A premise is that for a market to work optimally, consumers need to be personally involved with all payments. They also need to know how much something’s going to cost and to be able to determine if the cost is competitive. The Payment System described here and Market Clearinghouse outlined later are ideas to achieve an efficient market.

The national agency would oversee a system of accounts used by patients to make payments to providers.

Every enrollee would have a payment account. The enrollee would deposit funds in their account and subsequently use those funds to make payments to providers.

Every provider would register with the national agency and would have an account for receiving payment.

All payment transactions within the scope of the national system, whether before or after deductible, would occur as transfers between enrollee and provider accounts. Every transfer would be explicitly authorized by the enrollee.

The national agency would deposit funds in an enrollee’s account when the enrollee has reached their deductible and has submitted a claim.

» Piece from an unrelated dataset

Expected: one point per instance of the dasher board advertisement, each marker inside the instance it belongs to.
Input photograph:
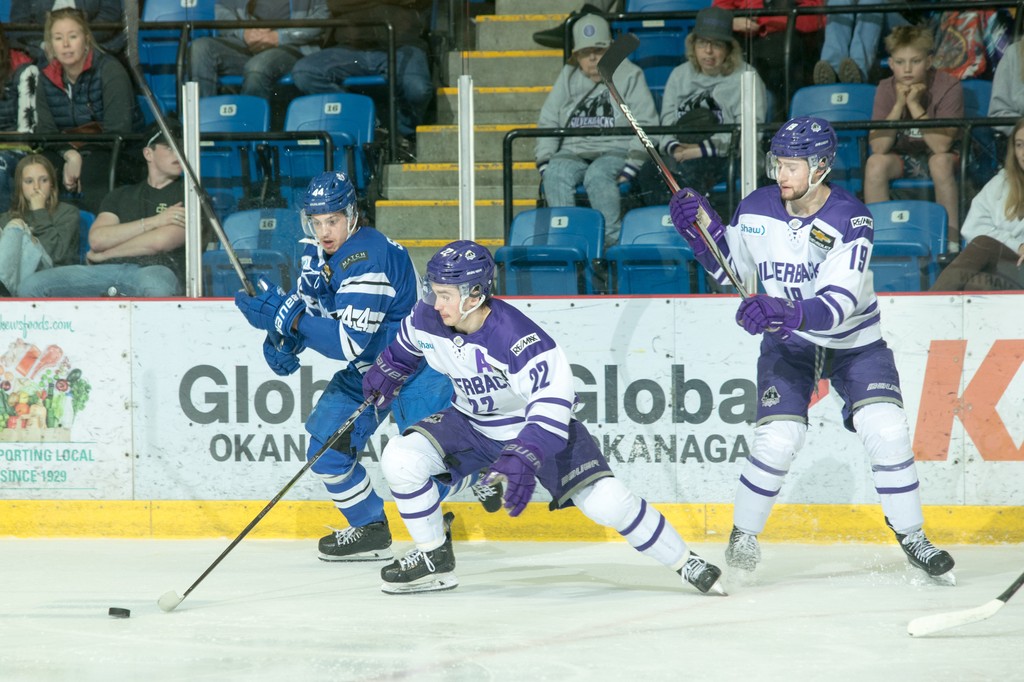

Private sector banks could participate in a tightly regulated role of managing the accounts.

Market Clearinghouse

The payment system described above would bring together a comprehensive source of data about health care transactions between patients and providers. This massive amount of data would be supported as a public good, an information clearinghouse.

Providers who wish to have their products and services eligible for payment through this system would be required to publish current price lists within this clearinghouse.

The clearinghouse would be a foundation on which the national agency and technology companies could invent applications to deliver consumer information about market pricing, review billings to detect suspicious charges, etc.

The resulting price transparency would help optimize the free market.

The data would be vigorously protected for security and privacy.

No other government or private entity would be permitted access to personalized data.

The national agency would be responsible for administration of the clearinghouse. It would use the data for monitoring and oversight to prevent abuse, etc.